The previous two times that Democrats lost control of the White House — in 2000 and 2016 — the party's outgoing president had been reasonably well-liked. Bill Clinton had earned a reputation for skillful economic management, thanks to the late 1990s economic expansion. Barack Obama was a singularly magnetic figure, and the US enjoyed relatively low unemployment and inflation in 2016. Both Clinton and Obama's successors won the popular vote in their respective elections, despite the fact that they each were conspicuously uncharismatic. Their losses could therefore be fairly easily dismissed as the consequence of easily reversible tactical errors.
By contrast, presiding over post-COVID inflation rendered Biden historically unpopular while devastating the Democrats' credibility on economic management.
Related The Democratic Party is ripe for a takeover
2. The party has long odds of winning the Senate anytime soon
The Democrats' biggest political problem, however, lies in the Senate.
The party's prospects for securing control of Congress's upper chamber — either next year, or in 2028 — look poor. Democrats need to gain four seats to win a Senate majority in 2026. Yet next year's map features no easy targets. The party's best pickup opportunity lies in Maine, a state that Kamala Harris won comfortably in 2024. But that state's incumbent Republican senator, Susan Collins, won reelection by 8.6 points in 2020, even as the national political environment leaned towards Democrats. Her defeat next year is far from assured.
After defeating Collins, Democrats' next-best hope for growing their Senate caucus is winning the open seat in North Carolina, a state that backed Donald Trump all three times he was on the ballot, most recently by 3 points.
If the party manages to beat Collins and win over the Tarheel State, they would still need to win races in Ohio and Iowa — or else, in places that are even more Republican — to eke out a bare majority in the Senate.
Even winning control of the Senate by 2029 would require extraordinary electoral feats. The most plausible path here would involve Democrats beating Collins, winning a race in North Carolina, flipping a Wisconsin Senate seat in 2028, and taking back the presidency that same year (since the vice president breaks all ties in the Senate, Democrats would only need to flip three seats to boast a working majority in 2029, provided that they control the White House).
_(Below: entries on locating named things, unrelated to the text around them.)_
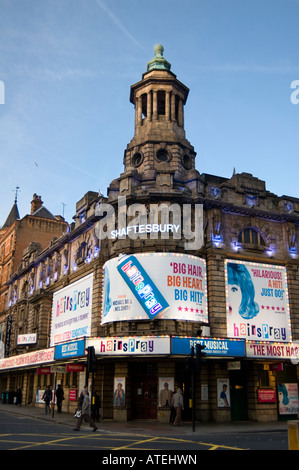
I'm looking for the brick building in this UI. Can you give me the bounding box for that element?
[0,45,299,422]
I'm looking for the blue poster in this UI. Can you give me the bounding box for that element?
[117,255,169,318]
[172,336,245,357]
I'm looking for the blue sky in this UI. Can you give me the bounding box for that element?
[0,0,299,226]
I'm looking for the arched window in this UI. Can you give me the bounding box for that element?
[238,228,266,246]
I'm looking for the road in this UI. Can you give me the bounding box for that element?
[0,411,288,454]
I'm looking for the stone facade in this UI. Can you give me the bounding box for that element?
[0,45,299,422]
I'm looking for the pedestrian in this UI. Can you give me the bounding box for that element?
[78,385,88,409]
[74,390,98,432]
[16,387,22,406]
[172,387,184,426]
[56,384,64,413]
[94,390,101,422]
[42,385,52,414]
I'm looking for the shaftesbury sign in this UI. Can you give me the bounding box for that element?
[172,336,245,357]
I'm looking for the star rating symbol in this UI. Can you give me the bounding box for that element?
[261,305,285,312]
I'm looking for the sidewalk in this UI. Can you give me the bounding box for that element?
[0,403,288,437]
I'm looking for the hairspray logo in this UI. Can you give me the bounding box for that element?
[117,256,169,318]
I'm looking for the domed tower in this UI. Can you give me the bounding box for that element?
[108,44,198,198]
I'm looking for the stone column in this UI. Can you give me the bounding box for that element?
[165,91,170,121]
[153,90,158,120]
[147,91,152,121]
[171,93,175,122]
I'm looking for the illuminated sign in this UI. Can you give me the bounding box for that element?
[117,256,169,318]
[101,253,208,324]
[225,260,292,342]
[172,336,245,357]
[50,274,93,346]
[54,339,85,360]
[86,336,170,356]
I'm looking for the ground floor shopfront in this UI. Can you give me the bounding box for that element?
[0,337,298,422]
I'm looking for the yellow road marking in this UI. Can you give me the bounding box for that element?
[112,437,159,450]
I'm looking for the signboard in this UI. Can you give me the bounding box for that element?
[246,341,299,361]
[277,383,299,415]
[69,388,77,401]
[55,339,85,360]
[50,274,93,346]
[17,333,37,346]
[101,253,208,324]
[257,388,276,403]
[0,348,54,370]
[172,336,245,357]
[86,336,170,356]
[225,260,292,342]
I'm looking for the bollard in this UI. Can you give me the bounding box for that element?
[288,420,299,450]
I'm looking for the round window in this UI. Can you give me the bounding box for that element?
[182,155,192,170]
[157,149,170,163]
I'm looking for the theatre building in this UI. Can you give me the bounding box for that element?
[0,45,299,422]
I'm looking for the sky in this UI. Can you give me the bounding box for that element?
[0,0,299,227]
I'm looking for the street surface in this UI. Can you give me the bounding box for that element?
[0,410,288,454]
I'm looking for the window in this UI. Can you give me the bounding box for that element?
[238,228,266,246]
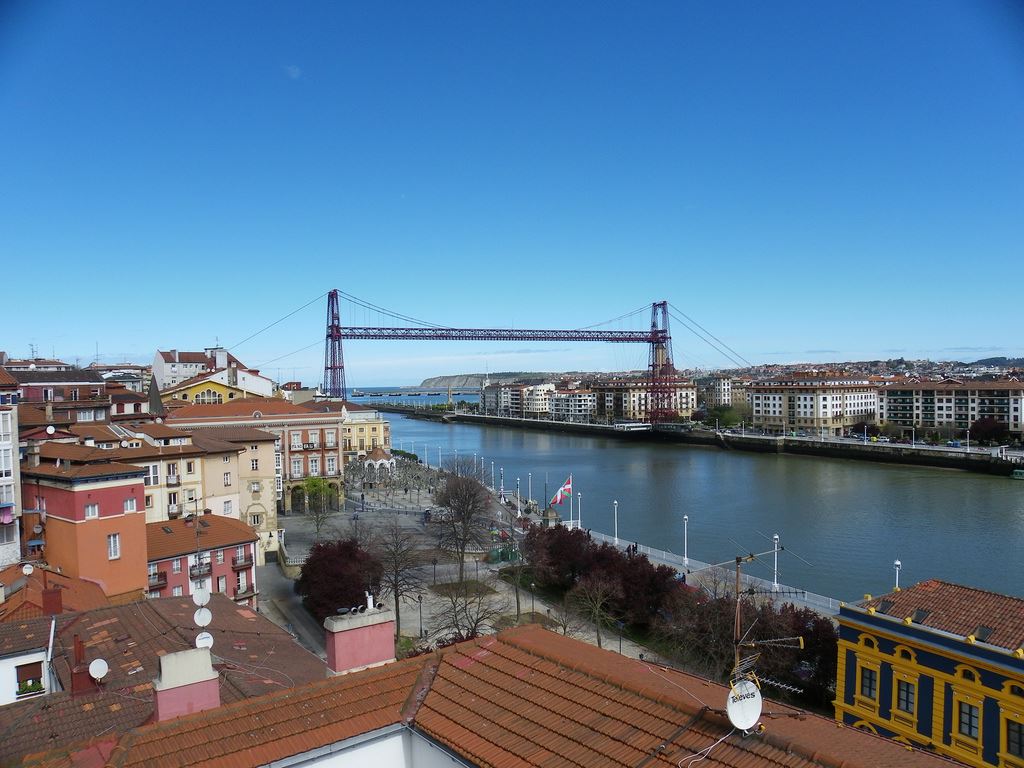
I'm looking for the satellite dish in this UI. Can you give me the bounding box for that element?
[725,680,761,731]
[89,658,111,682]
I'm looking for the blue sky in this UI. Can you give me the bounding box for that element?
[0,0,1024,386]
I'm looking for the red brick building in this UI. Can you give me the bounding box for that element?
[145,515,258,606]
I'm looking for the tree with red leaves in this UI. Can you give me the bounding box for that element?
[295,539,384,623]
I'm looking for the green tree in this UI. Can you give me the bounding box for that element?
[302,477,331,542]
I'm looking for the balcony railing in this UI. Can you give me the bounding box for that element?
[231,555,253,570]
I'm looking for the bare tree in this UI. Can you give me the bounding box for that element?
[434,475,490,582]
[302,477,331,542]
[433,582,508,640]
[568,574,622,648]
[374,517,423,637]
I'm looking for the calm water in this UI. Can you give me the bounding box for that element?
[388,414,1024,600]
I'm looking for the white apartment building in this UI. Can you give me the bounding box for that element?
[750,377,879,435]
[551,389,597,424]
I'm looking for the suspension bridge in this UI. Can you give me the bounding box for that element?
[323,289,735,423]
And yet, this path only works if Democratic Senate incumbents also win reelection in every swing state race between now and 2029: Specifically, Democrats would need to win two races in Georgia, one in Pennsylvania, one in Michigan, and one in Arizona.
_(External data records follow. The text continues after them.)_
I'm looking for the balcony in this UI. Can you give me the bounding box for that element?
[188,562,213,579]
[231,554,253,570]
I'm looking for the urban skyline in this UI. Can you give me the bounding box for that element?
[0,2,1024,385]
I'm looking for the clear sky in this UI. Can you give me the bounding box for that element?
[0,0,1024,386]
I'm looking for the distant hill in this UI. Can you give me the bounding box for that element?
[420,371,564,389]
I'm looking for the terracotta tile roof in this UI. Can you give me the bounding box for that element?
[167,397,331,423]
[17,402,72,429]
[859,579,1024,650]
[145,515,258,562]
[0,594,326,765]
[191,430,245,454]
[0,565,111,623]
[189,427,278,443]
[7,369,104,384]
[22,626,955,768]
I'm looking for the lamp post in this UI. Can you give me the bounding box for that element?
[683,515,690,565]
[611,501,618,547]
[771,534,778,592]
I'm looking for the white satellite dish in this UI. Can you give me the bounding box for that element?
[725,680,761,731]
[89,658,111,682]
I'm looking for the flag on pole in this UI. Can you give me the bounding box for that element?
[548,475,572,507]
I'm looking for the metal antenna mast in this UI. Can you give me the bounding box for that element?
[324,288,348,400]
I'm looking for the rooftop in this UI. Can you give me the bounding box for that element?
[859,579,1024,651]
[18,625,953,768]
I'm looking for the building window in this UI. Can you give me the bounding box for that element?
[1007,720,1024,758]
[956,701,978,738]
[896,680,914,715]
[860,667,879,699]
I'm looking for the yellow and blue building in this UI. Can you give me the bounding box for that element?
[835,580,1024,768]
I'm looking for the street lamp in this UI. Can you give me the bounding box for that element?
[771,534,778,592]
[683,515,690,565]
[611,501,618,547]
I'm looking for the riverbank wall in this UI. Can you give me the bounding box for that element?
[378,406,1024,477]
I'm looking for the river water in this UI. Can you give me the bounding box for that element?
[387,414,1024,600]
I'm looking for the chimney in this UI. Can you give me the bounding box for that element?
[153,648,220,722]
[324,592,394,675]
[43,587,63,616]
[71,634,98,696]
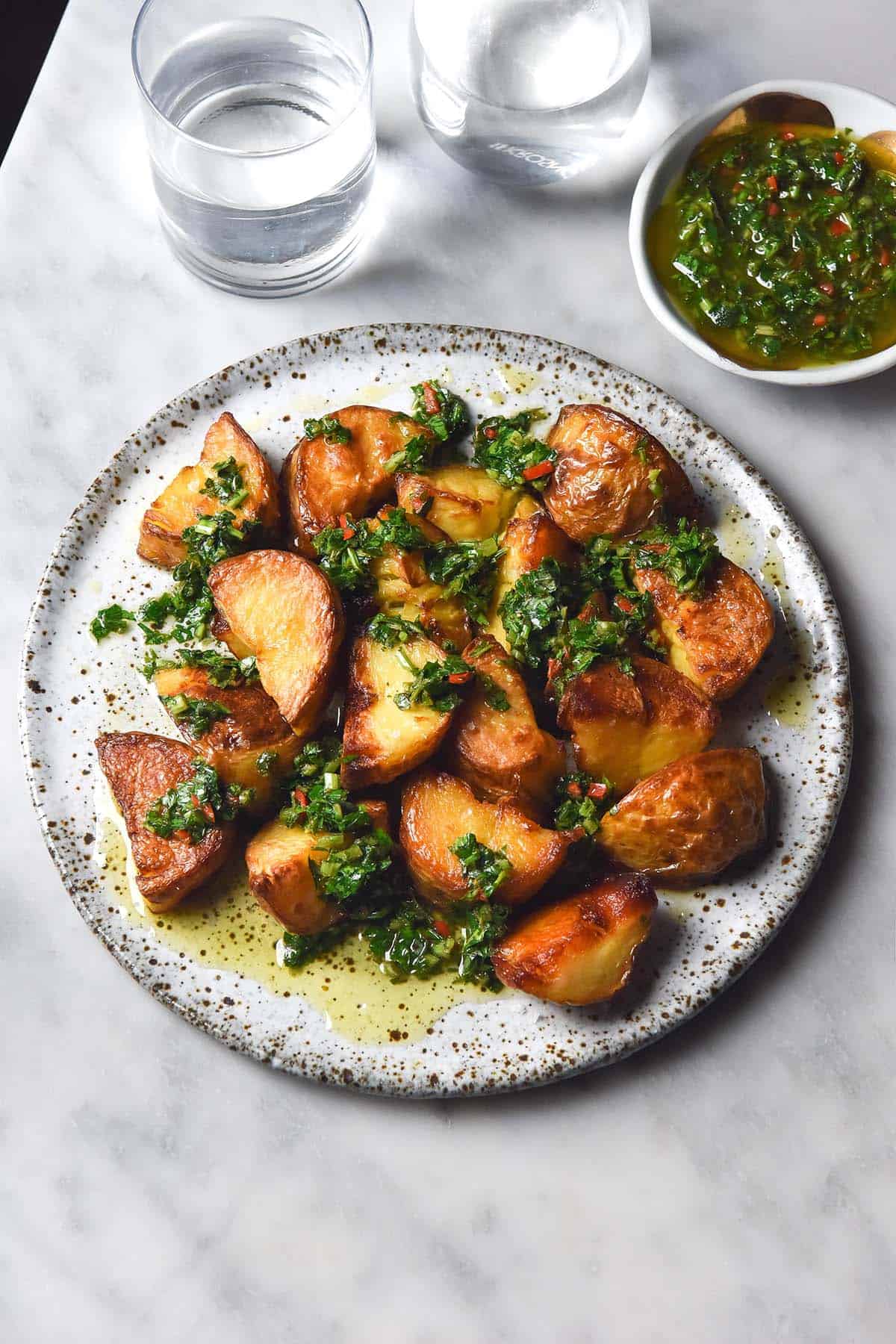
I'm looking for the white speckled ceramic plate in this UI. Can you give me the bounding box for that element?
[22,324,852,1097]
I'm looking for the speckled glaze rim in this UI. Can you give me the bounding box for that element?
[19,323,852,1097]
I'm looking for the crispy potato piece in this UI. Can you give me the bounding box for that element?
[597,747,765,884]
[399,770,570,906]
[544,405,696,541]
[246,798,388,934]
[486,505,575,649]
[155,668,298,812]
[449,635,565,820]
[97,732,237,914]
[634,556,775,700]
[279,406,432,558]
[341,635,451,789]
[395,462,521,541]
[558,657,719,793]
[371,514,473,649]
[137,411,279,570]
[208,551,345,736]
[491,872,657,1004]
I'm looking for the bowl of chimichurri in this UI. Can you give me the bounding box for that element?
[629,81,896,385]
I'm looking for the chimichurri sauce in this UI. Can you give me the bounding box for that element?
[647,125,896,368]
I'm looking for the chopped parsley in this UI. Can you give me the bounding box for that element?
[305,415,352,445]
[426,536,504,625]
[161,695,230,738]
[451,830,511,900]
[202,457,249,508]
[473,408,558,491]
[144,758,255,844]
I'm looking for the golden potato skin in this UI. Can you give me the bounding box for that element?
[96,732,237,914]
[544,405,696,541]
[208,551,345,736]
[155,668,298,812]
[399,770,570,906]
[491,872,657,1005]
[395,462,521,541]
[341,635,451,789]
[447,635,565,821]
[137,411,279,570]
[279,406,432,558]
[558,657,719,793]
[486,505,575,649]
[246,800,388,934]
[597,747,765,886]
[371,514,473,649]
[634,556,775,700]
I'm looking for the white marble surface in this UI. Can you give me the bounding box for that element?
[0,0,896,1344]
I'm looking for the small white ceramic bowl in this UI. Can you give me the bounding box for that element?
[629,79,896,387]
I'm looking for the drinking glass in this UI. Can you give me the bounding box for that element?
[411,0,650,187]
[131,0,376,296]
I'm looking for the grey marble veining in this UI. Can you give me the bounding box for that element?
[0,0,896,1344]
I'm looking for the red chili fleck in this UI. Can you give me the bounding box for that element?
[523,462,553,481]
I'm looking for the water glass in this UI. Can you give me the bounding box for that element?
[411,0,650,187]
[131,0,376,296]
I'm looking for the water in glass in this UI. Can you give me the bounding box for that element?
[411,0,650,185]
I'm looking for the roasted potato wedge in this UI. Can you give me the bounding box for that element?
[634,556,775,700]
[341,635,451,789]
[491,872,657,1004]
[597,747,765,884]
[137,411,279,570]
[155,668,298,812]
[246,800,388,934]
[544,405,696,541]
[486,494,575,648]
[279,406,432,556]
[371,516,473,649]
[399,770,570,906]
[447,635,565,820]
[208,551,345,736]
[97,732,237,914]
[395,462,521,541]
[558,657,719,793]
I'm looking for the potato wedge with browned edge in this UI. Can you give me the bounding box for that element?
[544,405,696,541]
[634,556,775,700]
[371,514,471,649]
[486,505,575,648]
[137,411,279,570]
[595,747,765,884]
[558,657,719,793]
[447,635,565,821]
[279,406,432,558]
[395,462,521,541]
[399,770,570,906]
[208,551,345,736]
[341,635,451,789]
[491,872,657,1004]
[97,732,237,914]
[155,668,298,812]
[246,798,388,934]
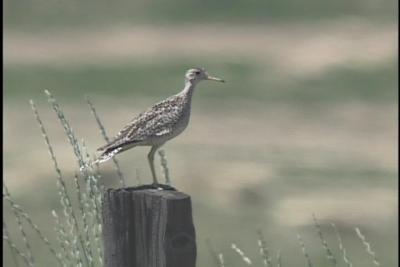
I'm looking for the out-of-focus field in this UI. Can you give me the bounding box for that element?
[3,1,398,267]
This is conceivable. But it is not especially likely.
The fundamental problem facing Democrats is that only 19 states voted for their party in each of the last three federal elections, while 25 US states backed Trump all three times. Put differently, the median US state is more right-wing than America as a whole. In practice, this means that — to win a Senate majority — Democrats don't merely need to beat Republicans nationally, but to do so by a hefty margin. For context, in 2018, Democrats won the House popular vote by 8.6 points and still lost Senate seats.
In the US, midterms usually witness backlashes against the president's party. But Democrats need more than an ordinary midterm backlash to put themselves on pace to win the Senate by 2029. And without a Senate majority, Democrats that year would be unable to pass partisan legislation or appoint liberal Supreme Court justices, even if they did manage to win the presidency.
Democrats might not need to become drastically more popular to win back the House. But to actually run the federal government, they likely need to make their party more broadly appealing than it was eight years ago. This makes their historically low approval rating more than a little alarming.